Buzzi Unicem improves financial ratios
15 November 2006

Buzzi Unicem’s turnover rose by 8.3% to EUR2,378.4m, with margins widening from 26.8% to 28.7% as the EBITDA improved by 15.7% to EUR681.9m. With the exception of the Czech Republic, where prices were stable, pricing moved ahead in all countries and, at the net level, consolidated profits improved by 38.4% to EUR255.0m.  At the pre-tax level, the profit actually advanced by 50.7% as net interest payments more than halved from EUR106.5m to EUR48.8m. Net debt at the end of September stood at EUR787.6m to give a gearing level of 34.1%. Group cement shipments were 1.1% higher at 24.8Mt, while ready-mixed deliveries rose by 4.1% to 12.2Mm³.  
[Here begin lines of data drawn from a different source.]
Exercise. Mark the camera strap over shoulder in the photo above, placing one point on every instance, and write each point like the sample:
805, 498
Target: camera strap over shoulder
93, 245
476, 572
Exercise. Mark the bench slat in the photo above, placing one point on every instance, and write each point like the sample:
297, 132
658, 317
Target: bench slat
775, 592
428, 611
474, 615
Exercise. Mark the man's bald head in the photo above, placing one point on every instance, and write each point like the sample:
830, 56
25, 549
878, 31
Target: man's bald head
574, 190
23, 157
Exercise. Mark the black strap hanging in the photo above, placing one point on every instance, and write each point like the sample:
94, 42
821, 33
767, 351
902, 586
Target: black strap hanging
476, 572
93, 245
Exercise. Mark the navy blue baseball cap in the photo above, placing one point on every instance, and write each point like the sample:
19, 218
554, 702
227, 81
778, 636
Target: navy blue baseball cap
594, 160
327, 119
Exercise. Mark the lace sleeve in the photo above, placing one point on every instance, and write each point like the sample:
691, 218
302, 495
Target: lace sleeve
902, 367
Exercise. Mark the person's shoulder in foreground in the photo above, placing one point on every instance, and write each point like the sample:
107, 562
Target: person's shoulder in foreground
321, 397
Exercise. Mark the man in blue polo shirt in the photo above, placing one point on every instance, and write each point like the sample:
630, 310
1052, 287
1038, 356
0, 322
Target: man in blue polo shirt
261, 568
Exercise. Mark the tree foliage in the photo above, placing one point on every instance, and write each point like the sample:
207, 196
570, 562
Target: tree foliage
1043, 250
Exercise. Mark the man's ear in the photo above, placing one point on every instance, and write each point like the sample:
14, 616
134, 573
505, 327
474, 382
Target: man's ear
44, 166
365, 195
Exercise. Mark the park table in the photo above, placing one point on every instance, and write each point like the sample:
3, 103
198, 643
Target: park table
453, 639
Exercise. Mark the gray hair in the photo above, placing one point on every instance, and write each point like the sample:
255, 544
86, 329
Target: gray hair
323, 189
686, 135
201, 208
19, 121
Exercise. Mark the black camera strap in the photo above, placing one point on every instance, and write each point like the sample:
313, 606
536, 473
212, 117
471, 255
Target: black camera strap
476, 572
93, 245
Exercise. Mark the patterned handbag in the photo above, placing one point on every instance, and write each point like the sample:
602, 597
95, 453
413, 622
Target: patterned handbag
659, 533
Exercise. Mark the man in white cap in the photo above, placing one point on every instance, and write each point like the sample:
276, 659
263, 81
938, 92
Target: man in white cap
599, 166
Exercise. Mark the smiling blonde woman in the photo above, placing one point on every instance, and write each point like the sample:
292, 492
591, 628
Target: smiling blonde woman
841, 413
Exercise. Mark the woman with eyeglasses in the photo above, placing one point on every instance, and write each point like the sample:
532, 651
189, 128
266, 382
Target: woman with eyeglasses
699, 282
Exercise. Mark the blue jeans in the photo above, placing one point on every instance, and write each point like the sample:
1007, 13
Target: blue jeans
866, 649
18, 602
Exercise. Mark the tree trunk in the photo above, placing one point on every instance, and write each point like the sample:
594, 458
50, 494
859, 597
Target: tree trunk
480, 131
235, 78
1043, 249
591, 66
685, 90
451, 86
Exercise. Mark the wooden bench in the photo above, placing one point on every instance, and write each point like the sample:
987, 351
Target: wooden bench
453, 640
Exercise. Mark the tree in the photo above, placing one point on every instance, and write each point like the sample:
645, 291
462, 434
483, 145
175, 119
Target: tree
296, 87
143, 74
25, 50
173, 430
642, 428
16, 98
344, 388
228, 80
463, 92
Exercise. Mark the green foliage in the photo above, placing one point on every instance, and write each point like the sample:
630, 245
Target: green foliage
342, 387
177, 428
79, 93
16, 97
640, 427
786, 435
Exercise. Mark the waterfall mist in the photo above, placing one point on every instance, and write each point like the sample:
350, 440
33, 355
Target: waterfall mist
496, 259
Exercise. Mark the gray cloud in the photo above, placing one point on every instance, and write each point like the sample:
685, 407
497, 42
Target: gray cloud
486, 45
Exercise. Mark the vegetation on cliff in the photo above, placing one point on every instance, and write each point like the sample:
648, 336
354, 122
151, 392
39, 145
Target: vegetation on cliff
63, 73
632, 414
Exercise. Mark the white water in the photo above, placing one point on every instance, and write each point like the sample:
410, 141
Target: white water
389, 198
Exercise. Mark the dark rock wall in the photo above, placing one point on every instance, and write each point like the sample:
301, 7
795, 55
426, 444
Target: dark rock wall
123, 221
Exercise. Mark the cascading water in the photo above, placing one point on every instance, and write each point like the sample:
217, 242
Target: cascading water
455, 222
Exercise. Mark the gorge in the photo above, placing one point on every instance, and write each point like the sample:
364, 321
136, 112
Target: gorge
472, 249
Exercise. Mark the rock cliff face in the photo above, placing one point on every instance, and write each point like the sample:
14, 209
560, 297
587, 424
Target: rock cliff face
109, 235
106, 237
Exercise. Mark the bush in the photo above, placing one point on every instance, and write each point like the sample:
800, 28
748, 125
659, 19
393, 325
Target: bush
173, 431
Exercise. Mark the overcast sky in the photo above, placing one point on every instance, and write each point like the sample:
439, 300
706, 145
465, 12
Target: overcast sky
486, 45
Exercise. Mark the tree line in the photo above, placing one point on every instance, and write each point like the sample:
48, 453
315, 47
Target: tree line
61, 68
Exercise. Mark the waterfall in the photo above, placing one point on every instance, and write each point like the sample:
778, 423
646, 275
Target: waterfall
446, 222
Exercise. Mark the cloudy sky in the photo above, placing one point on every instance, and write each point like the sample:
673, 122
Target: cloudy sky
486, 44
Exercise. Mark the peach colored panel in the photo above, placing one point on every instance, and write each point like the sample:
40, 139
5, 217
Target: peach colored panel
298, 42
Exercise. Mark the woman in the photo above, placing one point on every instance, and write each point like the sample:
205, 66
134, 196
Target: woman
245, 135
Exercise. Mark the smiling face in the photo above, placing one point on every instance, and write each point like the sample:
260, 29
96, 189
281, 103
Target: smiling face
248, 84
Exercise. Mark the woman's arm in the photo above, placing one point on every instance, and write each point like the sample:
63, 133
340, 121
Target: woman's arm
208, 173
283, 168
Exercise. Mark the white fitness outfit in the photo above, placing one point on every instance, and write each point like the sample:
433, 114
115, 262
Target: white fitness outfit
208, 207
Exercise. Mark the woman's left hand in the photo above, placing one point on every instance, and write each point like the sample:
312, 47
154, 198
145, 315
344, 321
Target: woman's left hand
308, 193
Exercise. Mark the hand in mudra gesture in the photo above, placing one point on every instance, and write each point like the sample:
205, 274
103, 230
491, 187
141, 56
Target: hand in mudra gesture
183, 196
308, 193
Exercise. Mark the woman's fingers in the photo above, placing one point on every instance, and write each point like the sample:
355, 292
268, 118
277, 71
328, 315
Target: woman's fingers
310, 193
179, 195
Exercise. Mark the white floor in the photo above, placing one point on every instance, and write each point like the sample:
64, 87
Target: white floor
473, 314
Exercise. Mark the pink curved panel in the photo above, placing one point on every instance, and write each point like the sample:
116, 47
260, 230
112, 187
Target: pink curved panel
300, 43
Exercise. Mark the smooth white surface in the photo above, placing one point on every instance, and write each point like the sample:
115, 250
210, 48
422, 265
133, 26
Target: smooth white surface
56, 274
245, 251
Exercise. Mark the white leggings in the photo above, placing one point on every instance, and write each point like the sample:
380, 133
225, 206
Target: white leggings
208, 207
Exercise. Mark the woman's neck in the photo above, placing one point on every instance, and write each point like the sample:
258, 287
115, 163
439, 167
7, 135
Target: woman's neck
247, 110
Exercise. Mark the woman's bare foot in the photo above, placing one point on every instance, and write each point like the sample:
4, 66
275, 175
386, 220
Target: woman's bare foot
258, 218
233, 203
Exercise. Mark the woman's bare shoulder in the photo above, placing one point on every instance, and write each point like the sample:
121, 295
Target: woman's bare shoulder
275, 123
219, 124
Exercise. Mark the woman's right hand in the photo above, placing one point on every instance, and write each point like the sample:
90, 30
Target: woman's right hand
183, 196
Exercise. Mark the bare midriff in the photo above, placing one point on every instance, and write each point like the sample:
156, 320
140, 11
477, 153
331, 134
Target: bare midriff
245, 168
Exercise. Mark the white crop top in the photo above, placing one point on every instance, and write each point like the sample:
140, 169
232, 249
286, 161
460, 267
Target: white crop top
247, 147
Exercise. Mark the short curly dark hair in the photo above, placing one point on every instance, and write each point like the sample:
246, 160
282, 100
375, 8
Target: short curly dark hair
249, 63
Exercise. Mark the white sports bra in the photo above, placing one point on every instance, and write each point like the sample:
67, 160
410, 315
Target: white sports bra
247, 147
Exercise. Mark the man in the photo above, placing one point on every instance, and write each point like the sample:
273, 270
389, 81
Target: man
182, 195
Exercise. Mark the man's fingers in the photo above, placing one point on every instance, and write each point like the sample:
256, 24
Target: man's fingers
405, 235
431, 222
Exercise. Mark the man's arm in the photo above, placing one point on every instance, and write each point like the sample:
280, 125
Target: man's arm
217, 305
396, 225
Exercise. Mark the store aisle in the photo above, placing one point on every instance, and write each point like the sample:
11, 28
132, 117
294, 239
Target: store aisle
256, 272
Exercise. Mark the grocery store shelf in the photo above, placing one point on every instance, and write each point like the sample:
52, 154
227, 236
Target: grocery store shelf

The Italian operations generated a turnover 4.8% higher at EUR746.4m, while the EBITDA, at the running level, increased by 11.1% to EUR173.6m.  Cement shipments were down by 1.9%, but average unit revenues grew by 10% compared with the previous year.  Ready-mixed concrete deliveries declined in the third quarter and ended the nine months 0.2% lower.  For the full year, margins are expected to improve on broadly unchanged volumes.
The underlying German turnover improved by 2.8% to EUR354m, while the EBITDA rose by 37.2% to EUR59m. Cement deliveries were 5.4% lower but turnover improved by 2.4% to some €211m thanks to better average prices, though electricity costs were also higher.  Ready-mixed concrete deliveries, on the other hand, did improve by 2.8%.  In Luxembourg, cement volumes improved in the third quarter and are up by 3.3% in the year to date, with the underlying turnover 2.9% higher, but disposals in concrete products left the EBITDA a fifth lower at €16m.